The problem with this convenience is that anyone with a finger has the ability to transform your computer into a large external drive. Yeah, including that person that just walked away with your laptop while you were getting another soy latte at Star Bucks.
Some would argue that if I’m this concerned with the security of my files, that I should enable FileVault in order to encrypt every file on my hard drive. Yeah? Well, I don’t think I should have to enable something that will have incredible amounts of overhead just because a back door exists that can completely circumvent the OS’s login prompt.
Solution (but not really)
The solution is simple: eliminate the hot keys from influencing the firmware’s decision. Welding a steel plate on top of your keyboard would work I guess, but that’s not very convenient. A better idea would be to tell the firmware to not check the hot keys.
Currently, there is no way to disable these hot keys, but it turns out there is a way to password protect the firmware with some extra software. But after reading Apple documentation that states that the firmware password can be circumvented (quite easily), and that it could in fact be hazardous to your system, and that it is temperamental, I disabled it on my machine and don’t recommend it. Way to fuck us over, Apple:
“WARNING: Open Firmware settings are critical. Take great care when modifying these settings and when creating a secure Open Firmware password.”
“An Open Firmware password provides some protection, but it can be reset if a user has physical access to the machine and changes the physical memory configuration of the machine.”
“Open Firmware password protection can be bypassed if the user changes the physical memory configuration of the machine and then resets the PRAM three times (by holding down Command, Option, P, and R keys during system startup).”

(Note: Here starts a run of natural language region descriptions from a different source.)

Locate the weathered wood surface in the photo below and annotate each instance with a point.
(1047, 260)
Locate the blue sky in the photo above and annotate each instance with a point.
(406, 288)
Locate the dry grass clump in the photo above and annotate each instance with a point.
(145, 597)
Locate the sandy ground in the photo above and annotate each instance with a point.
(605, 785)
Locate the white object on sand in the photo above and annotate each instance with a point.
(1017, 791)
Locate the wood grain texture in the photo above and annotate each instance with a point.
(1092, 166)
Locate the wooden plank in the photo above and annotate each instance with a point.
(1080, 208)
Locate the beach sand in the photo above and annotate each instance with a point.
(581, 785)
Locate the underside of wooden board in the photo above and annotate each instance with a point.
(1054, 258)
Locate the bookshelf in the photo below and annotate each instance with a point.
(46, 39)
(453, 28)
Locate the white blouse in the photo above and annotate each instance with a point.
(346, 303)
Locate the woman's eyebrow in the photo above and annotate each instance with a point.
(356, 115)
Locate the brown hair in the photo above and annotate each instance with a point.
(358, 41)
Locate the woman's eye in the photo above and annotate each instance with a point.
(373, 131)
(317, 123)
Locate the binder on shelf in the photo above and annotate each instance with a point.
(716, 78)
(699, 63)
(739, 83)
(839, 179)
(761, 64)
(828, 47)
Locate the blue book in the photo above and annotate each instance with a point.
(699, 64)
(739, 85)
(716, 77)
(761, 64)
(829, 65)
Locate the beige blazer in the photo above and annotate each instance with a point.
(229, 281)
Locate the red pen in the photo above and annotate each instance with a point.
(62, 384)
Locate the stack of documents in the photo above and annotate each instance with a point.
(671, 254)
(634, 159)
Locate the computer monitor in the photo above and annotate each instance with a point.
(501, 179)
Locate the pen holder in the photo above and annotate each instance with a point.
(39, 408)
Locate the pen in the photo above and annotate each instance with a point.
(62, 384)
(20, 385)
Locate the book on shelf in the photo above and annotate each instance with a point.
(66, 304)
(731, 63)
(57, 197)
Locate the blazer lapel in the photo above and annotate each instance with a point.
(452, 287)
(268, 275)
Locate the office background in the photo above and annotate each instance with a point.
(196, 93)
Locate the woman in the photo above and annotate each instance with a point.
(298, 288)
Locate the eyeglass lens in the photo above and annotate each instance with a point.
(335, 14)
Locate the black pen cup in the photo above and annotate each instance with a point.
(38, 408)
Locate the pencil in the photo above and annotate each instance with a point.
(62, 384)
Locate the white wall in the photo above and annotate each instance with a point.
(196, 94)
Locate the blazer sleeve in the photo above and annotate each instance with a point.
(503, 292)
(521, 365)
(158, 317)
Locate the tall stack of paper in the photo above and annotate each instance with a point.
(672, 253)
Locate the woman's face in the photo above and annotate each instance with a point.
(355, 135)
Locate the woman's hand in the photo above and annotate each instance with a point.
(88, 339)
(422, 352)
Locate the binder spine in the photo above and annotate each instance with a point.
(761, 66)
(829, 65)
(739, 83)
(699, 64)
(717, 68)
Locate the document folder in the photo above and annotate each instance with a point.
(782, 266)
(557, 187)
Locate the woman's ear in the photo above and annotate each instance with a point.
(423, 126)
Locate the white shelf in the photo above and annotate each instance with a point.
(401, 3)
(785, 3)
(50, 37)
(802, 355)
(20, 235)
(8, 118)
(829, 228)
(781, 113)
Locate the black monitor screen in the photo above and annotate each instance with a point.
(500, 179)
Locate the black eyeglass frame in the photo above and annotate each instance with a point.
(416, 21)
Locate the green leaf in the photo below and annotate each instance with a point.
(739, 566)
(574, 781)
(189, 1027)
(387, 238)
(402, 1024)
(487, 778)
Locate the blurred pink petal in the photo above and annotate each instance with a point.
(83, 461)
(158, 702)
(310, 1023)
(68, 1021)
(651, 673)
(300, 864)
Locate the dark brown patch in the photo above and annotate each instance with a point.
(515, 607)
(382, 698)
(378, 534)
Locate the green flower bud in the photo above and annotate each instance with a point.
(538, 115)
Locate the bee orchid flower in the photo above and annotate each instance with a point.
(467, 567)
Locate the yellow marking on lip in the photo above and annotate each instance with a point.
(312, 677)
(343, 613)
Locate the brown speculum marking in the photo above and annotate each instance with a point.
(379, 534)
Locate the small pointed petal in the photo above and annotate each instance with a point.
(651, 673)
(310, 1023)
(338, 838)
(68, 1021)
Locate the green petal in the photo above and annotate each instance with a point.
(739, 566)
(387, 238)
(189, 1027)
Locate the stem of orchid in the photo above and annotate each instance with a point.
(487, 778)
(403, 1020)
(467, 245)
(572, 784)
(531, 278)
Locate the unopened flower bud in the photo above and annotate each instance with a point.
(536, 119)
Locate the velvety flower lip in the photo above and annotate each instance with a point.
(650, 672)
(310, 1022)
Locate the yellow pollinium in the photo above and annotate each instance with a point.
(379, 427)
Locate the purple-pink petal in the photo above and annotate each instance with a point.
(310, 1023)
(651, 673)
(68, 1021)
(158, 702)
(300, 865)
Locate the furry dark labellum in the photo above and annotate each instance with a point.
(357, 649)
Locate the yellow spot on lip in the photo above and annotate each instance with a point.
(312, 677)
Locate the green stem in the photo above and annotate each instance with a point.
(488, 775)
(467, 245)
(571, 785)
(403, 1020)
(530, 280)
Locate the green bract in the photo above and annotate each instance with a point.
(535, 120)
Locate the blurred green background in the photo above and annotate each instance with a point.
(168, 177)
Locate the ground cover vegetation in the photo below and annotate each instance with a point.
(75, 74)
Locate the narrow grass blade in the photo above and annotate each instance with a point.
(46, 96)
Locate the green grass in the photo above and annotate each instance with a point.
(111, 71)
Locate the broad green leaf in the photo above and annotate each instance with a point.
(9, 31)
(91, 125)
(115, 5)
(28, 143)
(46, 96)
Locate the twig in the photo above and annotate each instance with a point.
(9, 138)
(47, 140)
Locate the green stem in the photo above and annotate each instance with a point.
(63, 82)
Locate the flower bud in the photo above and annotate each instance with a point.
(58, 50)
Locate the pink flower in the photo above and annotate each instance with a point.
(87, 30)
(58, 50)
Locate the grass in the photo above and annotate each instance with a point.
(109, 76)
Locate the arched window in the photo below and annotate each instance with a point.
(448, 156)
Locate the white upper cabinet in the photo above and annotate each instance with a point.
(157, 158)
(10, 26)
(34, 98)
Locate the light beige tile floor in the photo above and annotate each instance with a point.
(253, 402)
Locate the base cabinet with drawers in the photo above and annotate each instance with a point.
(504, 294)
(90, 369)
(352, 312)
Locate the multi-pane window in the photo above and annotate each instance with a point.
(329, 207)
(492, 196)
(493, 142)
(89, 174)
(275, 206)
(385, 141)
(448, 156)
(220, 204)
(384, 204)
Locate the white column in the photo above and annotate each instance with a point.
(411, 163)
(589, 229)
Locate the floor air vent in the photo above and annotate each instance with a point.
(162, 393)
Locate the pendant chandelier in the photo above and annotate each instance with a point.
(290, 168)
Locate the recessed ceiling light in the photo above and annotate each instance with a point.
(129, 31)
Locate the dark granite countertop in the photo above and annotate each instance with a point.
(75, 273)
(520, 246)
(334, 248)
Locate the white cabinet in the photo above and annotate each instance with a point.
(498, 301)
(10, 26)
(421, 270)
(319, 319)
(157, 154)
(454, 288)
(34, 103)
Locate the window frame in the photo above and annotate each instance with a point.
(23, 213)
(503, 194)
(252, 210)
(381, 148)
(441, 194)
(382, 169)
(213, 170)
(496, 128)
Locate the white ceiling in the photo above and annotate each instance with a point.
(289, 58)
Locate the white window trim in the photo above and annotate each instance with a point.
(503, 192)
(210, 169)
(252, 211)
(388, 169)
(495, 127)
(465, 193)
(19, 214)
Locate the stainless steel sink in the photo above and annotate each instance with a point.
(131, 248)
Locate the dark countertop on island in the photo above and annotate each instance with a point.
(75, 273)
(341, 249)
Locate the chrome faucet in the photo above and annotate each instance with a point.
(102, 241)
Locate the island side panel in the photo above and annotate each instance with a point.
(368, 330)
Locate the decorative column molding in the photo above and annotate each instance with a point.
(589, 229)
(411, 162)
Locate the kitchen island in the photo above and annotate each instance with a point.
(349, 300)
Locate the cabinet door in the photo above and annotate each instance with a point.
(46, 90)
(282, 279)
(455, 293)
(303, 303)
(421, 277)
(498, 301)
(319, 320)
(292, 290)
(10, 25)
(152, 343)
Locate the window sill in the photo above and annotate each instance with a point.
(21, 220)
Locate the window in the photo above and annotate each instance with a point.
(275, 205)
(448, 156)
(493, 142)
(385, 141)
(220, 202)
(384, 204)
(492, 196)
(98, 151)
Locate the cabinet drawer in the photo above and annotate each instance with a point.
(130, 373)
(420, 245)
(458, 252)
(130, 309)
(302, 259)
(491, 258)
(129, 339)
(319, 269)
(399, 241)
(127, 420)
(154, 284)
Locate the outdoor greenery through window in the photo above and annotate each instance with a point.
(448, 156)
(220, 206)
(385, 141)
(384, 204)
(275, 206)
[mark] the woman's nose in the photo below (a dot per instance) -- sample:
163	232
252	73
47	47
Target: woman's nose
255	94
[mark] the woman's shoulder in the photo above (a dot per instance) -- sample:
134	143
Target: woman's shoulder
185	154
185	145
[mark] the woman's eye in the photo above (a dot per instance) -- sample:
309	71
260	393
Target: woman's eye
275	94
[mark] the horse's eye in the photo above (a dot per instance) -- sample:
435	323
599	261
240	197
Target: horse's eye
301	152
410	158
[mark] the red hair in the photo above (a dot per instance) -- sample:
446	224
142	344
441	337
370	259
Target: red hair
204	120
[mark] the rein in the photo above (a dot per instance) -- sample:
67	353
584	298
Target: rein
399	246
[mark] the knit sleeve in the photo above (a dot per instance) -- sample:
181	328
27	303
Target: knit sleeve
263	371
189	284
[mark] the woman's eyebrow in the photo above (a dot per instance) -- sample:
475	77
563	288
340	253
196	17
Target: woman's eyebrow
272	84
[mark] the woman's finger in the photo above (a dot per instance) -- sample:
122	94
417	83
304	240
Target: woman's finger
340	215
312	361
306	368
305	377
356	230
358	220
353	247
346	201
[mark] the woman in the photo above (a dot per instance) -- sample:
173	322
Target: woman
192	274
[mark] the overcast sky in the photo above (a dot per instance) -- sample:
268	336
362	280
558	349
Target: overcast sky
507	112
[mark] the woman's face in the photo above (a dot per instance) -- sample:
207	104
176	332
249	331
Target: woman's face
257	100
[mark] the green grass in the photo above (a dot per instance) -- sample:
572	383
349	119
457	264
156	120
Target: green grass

First of all, I think that the extra Firmware Password Utility (not included in a default installation…but available from the software installation disc (/Applications/Utilities/) and online) should not be necessary. I think there should be a simple check box in the System Preferences that enables/disables whether or not the keyboard is “heard” by the firmware.
I also think that the hot keys should be disabled by default. Apple is all about an ‘out of the box, ready to go’ mentality so I suspect they leave the feature enabled by default because that makes it more convenient for their users to make use of the TDM functionality. We’ve seen this same behavior before, but I think the security threat outweighs the convenience factor. Tisk, tisk Apple.